From 1987 to 1989 he was the national coach in the Jawaharlal Nehru Gold Cup, SAF Games at Kolkata where India won the gold, and the Asia Cup. However, it was during his second coaching stint that he blossomed in the nineties.
During the inaugural Afro-Asian Games at Hyderabad, Nayeemuddin publicly appreciated the efforts to host the Games, especially the football competition. " I am grateful to the IOA, Mr Chandrababu Naidu, and the Union Government for organising the Games. At least India is now on the world map in football. The ball has started rolling. It should have happened much earlier. India can now take on the world's best with courage. We also have many talented players. Baichung Bhutia was the top scorer in the ASEAN Club Championship at Jakarta."
Nayeemuddin always insists that players should only take mineral water, take a lot of vitamins, and stresses on nutrition. Due to his emphasis on good living conditions for players, he was branded as an expensive coach but the interests of his players is always uppermost in his mind. He doesn't mind spending money from his pocket to buy dry fruit and chicken after training sessions. "I need money for my team but I am not a beggar. I fight for my players," he says. The former national coach also favours weekly payment of wages to top players as is the practice in England.

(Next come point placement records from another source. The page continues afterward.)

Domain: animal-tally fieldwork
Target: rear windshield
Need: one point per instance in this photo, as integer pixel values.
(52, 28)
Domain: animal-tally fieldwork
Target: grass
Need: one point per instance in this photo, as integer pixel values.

In 1997, Syed Nayeemuddin was appointed national coach until the conclusion of the 1998 Bangkok Asian Games and the Indian team dominated in regional championships, including SAFF Championship at Kathmandu, Nehru Cup at Kochi, and later reached the last eight in the Asian Games.
Nayeemuddin is totally opposed to the concept of hiring foreign coaches for national teams. "Look at Rajinder Singh. Hasn't he produced results in hockey? An Indian can die for his country; a foreigner will not."